Re: [PATCH v5 00/21] Virtual Swap Space

From: Nhat Pham

Date: Sat Apr 11 2026 - 21:42:08 EST

n Wed, Mar 25, 2026 at 11:36 AM YoungJun Park <youngjun.park@xxxxxxx> wrote:
>
> On Fri, Mar 20, 2026 at 12:27:14PM -0700, Nhat Pham wrote:
> >
> > This patch series is based on 6.19. There are a couple more
> > swap-related changes in mainline that I would need to coordinate
> > with, but I still want to send this out as an update for the
> > regressions reported by Kairui Song in [15]. It's probably easier
> > to just build this thing rather than dig through that series of
> > emails to get the fix patch :)
>
> Hi Nhat,
>
> I wanted to fully understand the patches before asking questions,
> but reviewing everything takes time, and I didn't want to miss the
> timing. So let me share some thoughts and ask about your direction.
>
> These are the perspectives I'm coming from:
>
> Pros:
> - The architecture is very clean.
> - Zero entries currently consume swap space, which can prevent
> actual swap usage in some cases.

Yeah not just zero entries. Compressed entries consuming a static
space also makes no sense to me.

> - It resolves zswap's dependency on swap device size.
> - And so on.
>
> Cons:
> - An additional virtual allocation step is introduced per every swap.
> - not easy to merge (change swap infrastructure totally?)
>
> To address the cons, I think if we can demonstrate that the
> benefits always outweigh the costs, it could fully replace the
> existing mechanism. However, if this can be applied selectively,
> we get only the pros without the cons.
>
> 1. Modularization
>
> You removed CONFIG_* and went with a unified approach. I recall
> you were also considering a module-based structure at some point.
> What are your thoughts on that direction?
>

The CONFIG-based approach was a huge mess. It makes me not want to
look at the code, and I'm the author :)

> If we take that approach, we could extend the recent swap ops
> patchset (https://lore.kernel.org/linux-mm/20260302104016.163542-1-bhe@xxxxxxxxxx/)
> as follows:
> - Make vswap a swap module
> - Have cluster allocation functions reside in swapops
> - Enable vswap through swapon

Hmmmmm.

>
> I think this could result in a similar structure. An additional
> benefit would be that it enables various configurations:
>
> - vswap + regular swap together
> - vswap only
> - And other combinations
>
> And merge is not that hard. it is not the total change of swap infra structure.
>
> But, swapoff fastness might disappear? it is not that critical as I think.

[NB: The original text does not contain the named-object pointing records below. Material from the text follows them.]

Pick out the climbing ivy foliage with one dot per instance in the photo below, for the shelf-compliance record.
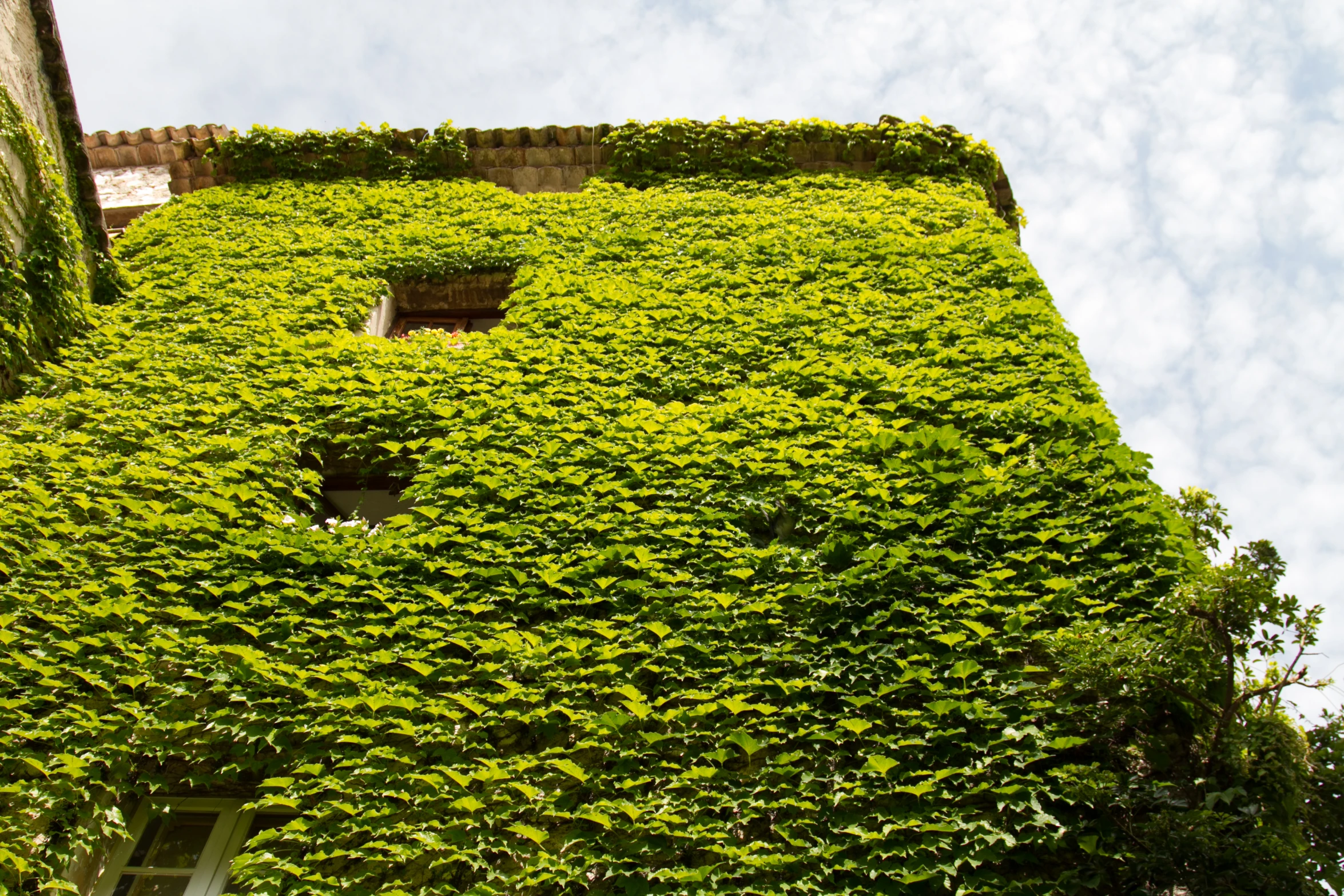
(43, 277)
(729, 567)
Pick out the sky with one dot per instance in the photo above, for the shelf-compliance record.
(1180, 163)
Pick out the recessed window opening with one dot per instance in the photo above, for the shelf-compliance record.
(371, 499)
(182, 847)
(470, 304)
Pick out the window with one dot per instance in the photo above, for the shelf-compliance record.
(182, 848)
(471, 304)
(478, 320)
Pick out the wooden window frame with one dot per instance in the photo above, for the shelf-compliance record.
(210, 876)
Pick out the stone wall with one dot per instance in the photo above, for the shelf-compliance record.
(524, 160)
(33, 66)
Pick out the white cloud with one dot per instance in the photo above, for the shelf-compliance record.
(1180, 164)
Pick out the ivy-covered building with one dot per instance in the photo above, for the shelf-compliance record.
(674, 508)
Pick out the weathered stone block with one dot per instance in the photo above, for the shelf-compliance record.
(542, 156)
(500, 176)
(511, 156)
(527, 180)
(573, 178)
(482, 159)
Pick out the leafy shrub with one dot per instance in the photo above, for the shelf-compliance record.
(42, 268)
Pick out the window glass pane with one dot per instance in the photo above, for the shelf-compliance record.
(182, 837)
(151, 886)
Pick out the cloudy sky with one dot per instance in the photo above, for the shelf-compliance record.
(1180, 162)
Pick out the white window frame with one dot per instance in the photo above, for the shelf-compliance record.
(210, 876)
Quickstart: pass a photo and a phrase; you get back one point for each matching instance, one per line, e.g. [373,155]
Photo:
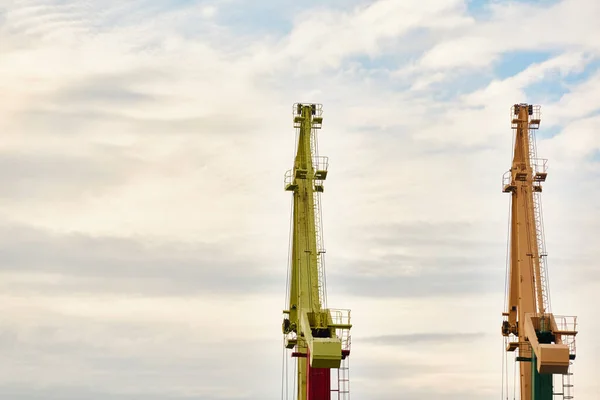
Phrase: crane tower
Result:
[317,337]
[544,344]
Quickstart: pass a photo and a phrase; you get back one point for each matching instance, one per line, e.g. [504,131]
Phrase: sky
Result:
[143,223]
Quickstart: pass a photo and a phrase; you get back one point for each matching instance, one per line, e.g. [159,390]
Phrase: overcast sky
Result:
[143,221]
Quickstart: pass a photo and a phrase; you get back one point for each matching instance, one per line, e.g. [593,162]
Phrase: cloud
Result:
[423,338]
[143,223]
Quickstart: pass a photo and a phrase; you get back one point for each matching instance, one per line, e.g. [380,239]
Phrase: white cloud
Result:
[155,131]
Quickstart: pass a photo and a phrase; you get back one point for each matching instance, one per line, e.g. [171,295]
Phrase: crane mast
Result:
[544,343]
[318,337]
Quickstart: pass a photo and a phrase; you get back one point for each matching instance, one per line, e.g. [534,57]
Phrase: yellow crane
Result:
[318,337]
[544,344]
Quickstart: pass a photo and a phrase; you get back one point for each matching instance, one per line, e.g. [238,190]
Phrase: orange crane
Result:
[317,337]
[544,344]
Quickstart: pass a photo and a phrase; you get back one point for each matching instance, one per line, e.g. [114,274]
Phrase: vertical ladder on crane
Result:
[566,388]
[539,170]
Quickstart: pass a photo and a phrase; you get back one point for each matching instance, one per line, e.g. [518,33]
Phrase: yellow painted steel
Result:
[528,318]
[308,325]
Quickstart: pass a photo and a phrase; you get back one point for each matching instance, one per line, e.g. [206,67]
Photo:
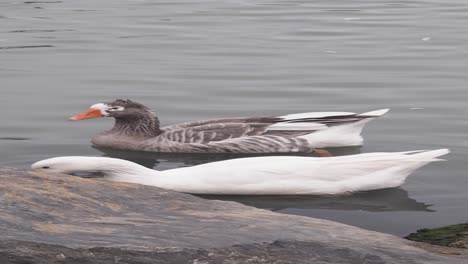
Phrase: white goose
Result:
[273,175]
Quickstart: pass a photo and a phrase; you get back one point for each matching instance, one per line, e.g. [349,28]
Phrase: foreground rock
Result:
[451,236]
[66,219]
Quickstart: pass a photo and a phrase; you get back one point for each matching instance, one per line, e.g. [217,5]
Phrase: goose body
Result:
[137,128]
[273,175]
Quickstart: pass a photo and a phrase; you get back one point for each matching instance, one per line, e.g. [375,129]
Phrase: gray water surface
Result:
[199,59]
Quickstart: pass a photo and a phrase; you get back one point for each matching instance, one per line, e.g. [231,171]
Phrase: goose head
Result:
[119,109]
[111,168]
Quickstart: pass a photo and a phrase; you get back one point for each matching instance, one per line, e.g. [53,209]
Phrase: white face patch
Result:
[105,108]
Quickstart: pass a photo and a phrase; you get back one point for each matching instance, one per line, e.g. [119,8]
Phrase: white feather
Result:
[274,175]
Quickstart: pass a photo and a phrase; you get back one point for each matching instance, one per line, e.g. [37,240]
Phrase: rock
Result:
[451,236]
[47,218]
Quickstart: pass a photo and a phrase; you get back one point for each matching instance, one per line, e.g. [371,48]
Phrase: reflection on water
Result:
[194,60]
[385,200]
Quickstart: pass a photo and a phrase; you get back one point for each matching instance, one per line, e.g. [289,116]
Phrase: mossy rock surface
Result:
[450,236]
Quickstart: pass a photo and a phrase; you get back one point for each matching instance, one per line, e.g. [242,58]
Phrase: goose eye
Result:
[115,108]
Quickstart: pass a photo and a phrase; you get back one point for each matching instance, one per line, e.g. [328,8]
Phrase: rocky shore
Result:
[47,218]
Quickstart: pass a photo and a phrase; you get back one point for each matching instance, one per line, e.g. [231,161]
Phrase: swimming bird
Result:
[272,175]
[137,128]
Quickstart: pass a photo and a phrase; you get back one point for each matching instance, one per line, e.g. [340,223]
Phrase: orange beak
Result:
[90,113]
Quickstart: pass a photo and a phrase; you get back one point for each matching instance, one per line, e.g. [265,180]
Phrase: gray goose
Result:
[137,128]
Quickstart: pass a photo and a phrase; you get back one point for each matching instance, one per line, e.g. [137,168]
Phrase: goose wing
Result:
[288,125]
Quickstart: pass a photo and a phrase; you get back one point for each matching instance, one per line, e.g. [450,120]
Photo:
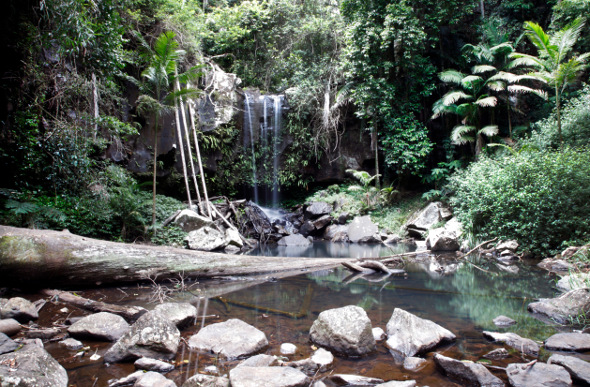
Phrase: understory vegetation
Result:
[482,104]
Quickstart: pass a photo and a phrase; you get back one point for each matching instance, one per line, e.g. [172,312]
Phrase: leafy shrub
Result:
[541,199]
[575,121]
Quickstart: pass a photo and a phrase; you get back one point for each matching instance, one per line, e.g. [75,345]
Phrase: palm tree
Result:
[468,103]
[551,63]
[158,96]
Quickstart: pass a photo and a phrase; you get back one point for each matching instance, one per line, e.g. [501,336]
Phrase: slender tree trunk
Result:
[557,107]
[182,158]
[188,144]
[154,172]
[95,103]
[194,129]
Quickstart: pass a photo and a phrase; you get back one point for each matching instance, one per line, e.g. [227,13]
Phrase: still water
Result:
[459,296]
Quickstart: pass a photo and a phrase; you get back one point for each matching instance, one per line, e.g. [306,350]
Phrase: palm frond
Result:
[453,96]
[451,76]
[478,69]
[489,101]
[519,89]
[460,136]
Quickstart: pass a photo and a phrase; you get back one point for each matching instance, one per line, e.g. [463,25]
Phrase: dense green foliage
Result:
[376,66]
[541,199]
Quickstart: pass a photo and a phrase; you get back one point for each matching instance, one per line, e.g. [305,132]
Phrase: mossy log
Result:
[39,258]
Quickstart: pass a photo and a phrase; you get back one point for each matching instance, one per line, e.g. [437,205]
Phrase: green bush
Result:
[541,199]
[575,121]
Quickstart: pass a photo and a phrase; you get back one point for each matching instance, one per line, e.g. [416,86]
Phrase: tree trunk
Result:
[41,258]
[182,158]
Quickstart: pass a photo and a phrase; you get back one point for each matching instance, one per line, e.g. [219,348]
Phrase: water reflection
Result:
[328,249]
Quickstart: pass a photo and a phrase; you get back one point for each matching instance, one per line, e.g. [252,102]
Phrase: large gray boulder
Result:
[446,238]
[317,209]
[231,339]
[294,240]
[537,375]
[561,309]
[578,369]
[267,377]
[152,335]
[409,335]
[154,379]
[425,219]
[19,309]
[363,230]
[9,326]
[573,281]
[568,341]
[189,220]
[182,314]
[513,340]
[101,326]
[34,368]
[206,239]
[335,230]
[474,374]
[345,330]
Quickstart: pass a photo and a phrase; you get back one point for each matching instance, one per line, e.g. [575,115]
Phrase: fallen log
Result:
[46,258]
[129,313]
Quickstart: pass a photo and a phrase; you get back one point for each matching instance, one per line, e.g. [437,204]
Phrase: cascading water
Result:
[265,140]
[250,130]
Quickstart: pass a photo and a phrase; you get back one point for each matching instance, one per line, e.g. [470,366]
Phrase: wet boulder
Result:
[564,307]
[473,374]
[148,364]
[424,220]
[345,330]
[7,344]
[317,209]
[201,380]
[354,380]
[19,309]
[578,369]
[294,240]
[31,366]
[320,361]
[571,341]
[334,230]
[445,238]
[181,314]
[363,230]
[206,239]
[573,281]
[513,340]
[412,363]
[409,335]
[537,374]
[272,376]
[101,326]
[152,335]
[503,321]
[9,326]
[153,379]
[189,220]
[231,339]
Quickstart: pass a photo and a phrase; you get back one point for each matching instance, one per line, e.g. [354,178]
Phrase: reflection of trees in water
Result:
[483,296]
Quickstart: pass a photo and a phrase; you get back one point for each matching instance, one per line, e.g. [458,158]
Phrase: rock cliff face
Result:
[223,102]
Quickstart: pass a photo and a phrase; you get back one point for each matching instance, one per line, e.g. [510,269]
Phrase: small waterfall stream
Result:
[265,141]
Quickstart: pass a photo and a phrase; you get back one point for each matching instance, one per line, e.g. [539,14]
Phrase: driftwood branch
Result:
[129,313]
[479,246]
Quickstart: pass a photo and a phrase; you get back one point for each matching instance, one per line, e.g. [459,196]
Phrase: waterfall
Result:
[263,123]
[248,110]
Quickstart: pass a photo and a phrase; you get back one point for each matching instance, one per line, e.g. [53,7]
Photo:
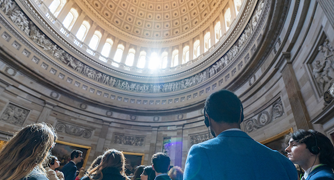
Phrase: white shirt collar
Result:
[233,129]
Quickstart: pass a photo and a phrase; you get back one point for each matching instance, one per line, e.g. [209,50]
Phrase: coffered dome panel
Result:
[150,19]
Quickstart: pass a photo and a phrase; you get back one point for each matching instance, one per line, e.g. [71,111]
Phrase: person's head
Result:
[26,150]
[76,156]
[176,173]
[53,162]
[222,110]
[148,173]
[81,173]
[160,162]
[306,148]
[95,163]
[111,158]
[139,170]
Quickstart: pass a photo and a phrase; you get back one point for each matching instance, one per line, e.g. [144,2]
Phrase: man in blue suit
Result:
[233,155]
[70,168]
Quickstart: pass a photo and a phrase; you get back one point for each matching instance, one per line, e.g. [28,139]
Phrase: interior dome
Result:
[155,20]
[134,75]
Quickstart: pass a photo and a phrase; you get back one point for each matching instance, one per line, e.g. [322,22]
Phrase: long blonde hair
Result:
[26,150]
[111,158]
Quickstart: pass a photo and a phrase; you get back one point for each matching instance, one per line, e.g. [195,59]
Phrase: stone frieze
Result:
[18,17]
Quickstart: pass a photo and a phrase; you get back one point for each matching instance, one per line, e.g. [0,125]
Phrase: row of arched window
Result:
[155,61]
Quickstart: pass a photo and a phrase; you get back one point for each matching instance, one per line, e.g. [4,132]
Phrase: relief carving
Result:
[18,17]
[14,114]
[128,139]
[323,69]
[73,130]
[265,117]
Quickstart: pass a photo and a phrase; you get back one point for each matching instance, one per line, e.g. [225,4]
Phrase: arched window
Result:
[228,19]
[56,6]
[106,48]
[164,58]
[218,32]
[142,60]
[119,53]
[237,5]
[196,48]
[70,19]
[207,41]
[82,32]
[155,62]
[94,42]
[131,57]
[175,58]
[185,55]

Yeah that's not critical. It's a cool beans optimization but nobody
does swapoff and expect fast ;)

(It is a lot cleaner tho but again not my first priority).

>
> 2. Flash-friendly swap integration (for my use case)
>
> I've been thinking about the flash-friendly swap concept that
> I mentioned before and recently proposed:
> (https://lore.kernel.org/linux-mm/aZW0voL4MmnMQlaR@yjaykim-PowerEdge-T330/)
>
> One of its core functions requires buffering RAM-swapped pages
> and writing them sequentially at an appropriate time -- not
> immediately, but in proper block-sized units, sequentially.
>
> This means allocated offsets must essentially be virtual, and
> physical offsets need to be managed separately at the actual
> write time.
>
> If we integrate this into the current vswap, we would either
> need vswap itself to handle the sequential writes (bypassing
> the physical device and receiving pages directly), or swapon
> a swap device and have vswap obtain physical offsets from it.
> But since those offsets cannot be used directly (due to
> buffering and sequential write requirements), they become
> virtual too, resulting in:
>
> virtual -> virtual -> physical
>
> This triple indirection is not ideal.
>
> However, if the modularization from point 1 is achieved and
> vswap acts as a swap device itself, then we can cleanly
> establish a:
>
> virtual -> physical

I read that thread sometimes ago. Some remarks:

1. I think Christoph has a point. Seems like some of your ideas ( are
broadly applicable to swap in general. Maybe fixing swap infra
generally would make a lot of sense?

2. Why do we need to do two virtual layers here? For example, If you
want to buffer multiple swap outs and turn them into a sequential
request, you can:

a. Allocate virtual swap space for them as you wish. They don't even
need to be sequential.

b. At swap_writeout() time, don't allocate physical swap space for
them right away. Instead, accumulate them into a buffer. You can add a
new virtual swap entry type to flag it if necessary.

c. Once that buffer reaches a certain size, you can now allocate
contiguous physical swap space for them. Then flush etc. You can flush
at swap_writeout() time, or use a dedicated threads etc.

Deduplication sounds like something that should live at a lower layer
- I was thinking about it for zswap/zsmalloc back then. I mean, I
assume you don't want content sharing across different swap media? :)
Something along the line of:

1. Maintain an content index for swapped out pages.

2. For the swap media that support deduplication, you'll need to add
some sort of reference count (more overhead ew).

3. Each time we swapped out, we can content-check to see if the same
piece of conent has been swapped out before. If so, set the vswap
backend to the physical location of the data, increment some sort of
reference count (perhaps we can use swap count) of the older entry,
and have the swap type point to it.

But have you considered the implications of sharing swap data like
this? I need to read the paper you cite - seems like a potential fun
read. But what happen when these two pages that share the content
belong to two different cgroups? How does the
charging/uncharging/charge transferring story work? That's one of the
things that made me pause when I wanted to implement deduplication for
zswap/zsmalloc. Zram does not charge memory towards cgroup, but zswap
does, so we'll need to handle this somehow, and at that point all the
complexity might no longer be worth it.

>
> relationship within it.
>
> I noticed you seem to be exploring collaboration with Kairui
> as well. I'm curious whether you have a compromise direction
> in mind, or if you plan to stick with the current approach.

I do have some ideas while discussing with Kairui. I'm still figuring
that part out though.

What I'm working on right now is tracing all the inherent overhead of
swap virtualization, regardless of the method we use.

>
> P.S. I definitely want to review the vswap code in detail
> when I get the time. great work and code.
>
> Thanks,
> Youngjun Park
>